Vorrei concludere con due considerazioni, fermo restando che al momento non è facile andare oltre al cercare di mettere in fila alcune informazioni per capire come sono state le concatenazioni che hanno portato a questo abisso.
La prima è una domanda: il governo avrebbe dovuto fare diversamente da quello che ha fatto per evitare l’invasione? L’8 gennaio il governo era in carica da otto giorni, i ministri avevano pieni poteri da cinque e al momento i parlamentari eletti sono lontani da Brasilia per il periodo estivo.
Il sistema di rapporti fra Unione e Stati federati si basa su equilibri molto delicati, in particolare per quanto concerne l’ordine pubblico, con il comando delle polizie sotto ordine dei governatori e possibili interventi specificati e limitati dell’Unione federale. E dopo anni di continua manomissione con conseguenze deleterie, il governo Lula è molto attento ad applicare in modo incontestabile le leggi.
Va ricordato che, insediatosi lo scorso 1 gennaio, Lula ha preso misure molto paventate dagli apparati dei potenti: un freno alle autorizzazioni per il possesso delle armi e l’attivazione del loro controllo, la possibilità di rivedere il segreto di Stato di 100 anni su temi di interesse generale, la riattivazione del Fondo Amazzonia, la revoca del diritto di coltivazione mineraria in terre indigene, il ripristino di multe per infrazioni ambientali.
La seconda considerazione riguarda il significato dei molti messaggi di solidarietà che sono giunti dall’estero. Ottima cosa, certo. Tuttavia il mondo è in fiamme, acquistano spazio le forze fautrici del caos, impiegato come mezzo per conquistare il potere e il controllo: la giornata del tentato golpe si inserisce all’interno di questo contesto e creare caos in Brasile è un obiettivo importante e non di adesso.
La solidarietà internazionale alla democrazia in Brasile, negli Usa o in qualsiasi altro Paese a regime parlamentare rappresentativo passa attraverso la costruzione e la difesa di governi democratici nella sostanza e non solo nella forma, attraverso la riduzione della produzione e circolazione di armi, attraverso la scelta di trattare comunque per fare tacere gli spari.
I Paesi democratici hanno tutte le carte in regola, non hanno mai istigato all’odio, non hanno mai venduto armi, non hanno mai fatto finta di non vedere situazioni oscure?

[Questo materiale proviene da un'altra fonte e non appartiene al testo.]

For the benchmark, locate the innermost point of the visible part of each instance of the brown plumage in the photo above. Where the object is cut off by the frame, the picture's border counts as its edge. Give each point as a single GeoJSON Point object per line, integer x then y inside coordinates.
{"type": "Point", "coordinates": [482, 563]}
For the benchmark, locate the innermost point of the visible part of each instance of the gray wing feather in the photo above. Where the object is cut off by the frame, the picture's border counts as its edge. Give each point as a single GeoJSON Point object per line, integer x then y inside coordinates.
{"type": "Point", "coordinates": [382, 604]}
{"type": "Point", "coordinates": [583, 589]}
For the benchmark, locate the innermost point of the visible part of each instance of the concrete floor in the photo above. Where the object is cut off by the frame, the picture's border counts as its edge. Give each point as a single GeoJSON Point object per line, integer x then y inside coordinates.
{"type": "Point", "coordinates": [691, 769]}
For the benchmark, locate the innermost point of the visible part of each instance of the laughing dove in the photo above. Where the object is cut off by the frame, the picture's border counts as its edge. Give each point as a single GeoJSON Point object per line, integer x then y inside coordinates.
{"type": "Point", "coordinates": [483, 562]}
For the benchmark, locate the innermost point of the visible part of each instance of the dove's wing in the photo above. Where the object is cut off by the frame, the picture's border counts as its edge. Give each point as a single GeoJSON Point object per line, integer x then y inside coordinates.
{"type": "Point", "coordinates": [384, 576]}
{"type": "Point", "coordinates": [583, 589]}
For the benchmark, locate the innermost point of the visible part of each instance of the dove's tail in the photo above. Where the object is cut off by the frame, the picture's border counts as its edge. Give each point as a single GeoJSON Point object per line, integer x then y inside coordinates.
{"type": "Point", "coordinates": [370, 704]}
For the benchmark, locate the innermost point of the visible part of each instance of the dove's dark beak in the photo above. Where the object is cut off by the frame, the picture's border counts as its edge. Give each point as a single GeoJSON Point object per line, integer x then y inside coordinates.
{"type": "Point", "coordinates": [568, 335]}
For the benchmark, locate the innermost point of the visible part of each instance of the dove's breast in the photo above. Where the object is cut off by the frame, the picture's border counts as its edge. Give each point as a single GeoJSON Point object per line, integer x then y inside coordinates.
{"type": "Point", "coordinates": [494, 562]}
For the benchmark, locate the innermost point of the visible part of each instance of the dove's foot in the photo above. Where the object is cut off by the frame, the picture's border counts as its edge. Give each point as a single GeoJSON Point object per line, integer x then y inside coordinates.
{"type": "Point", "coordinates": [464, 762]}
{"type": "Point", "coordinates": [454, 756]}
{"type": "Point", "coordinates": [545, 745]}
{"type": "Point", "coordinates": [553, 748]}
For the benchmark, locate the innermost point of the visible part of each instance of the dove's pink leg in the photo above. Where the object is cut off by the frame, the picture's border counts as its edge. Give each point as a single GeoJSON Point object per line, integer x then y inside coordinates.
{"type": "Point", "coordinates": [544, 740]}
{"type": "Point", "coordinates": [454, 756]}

Teresa Isenburg, docente universitaria, dal Brasile
In Italia, bene ha detto l’Anpi che nelle ore più concitate, esprimendo solidarietà e vicinanza a Lula attraverso il presidente nazionale, Gianfranco Pagliarulo, ha dichiarato tra l’altro: «L’assalto alla sede del Parlamento e delle più importanti istituzioni democratiche brasiliane da parte di migliaia di sostenitori di Bolsonaro ha evidentemente dei mandanti e non poteva non essere a conoscenza quantomeno dei servizi segreti. (…) Colpisce che i facinorosi si dichiarino “patrioti”, come è nel linguaggio degli eredi del fascismo, che operino con metodi squadristici: la violenza e la devastazione. Le istituzioni italiane si devono pronunciare con la massima chiarezza nominando i responsabili di questo violentissimo attacco alla democrazia. Al presidente Lula, al governo e al popolo brasiliano va la piena solidarietà e l’appoggio dell’ANPI e di tutti gli antifascisti».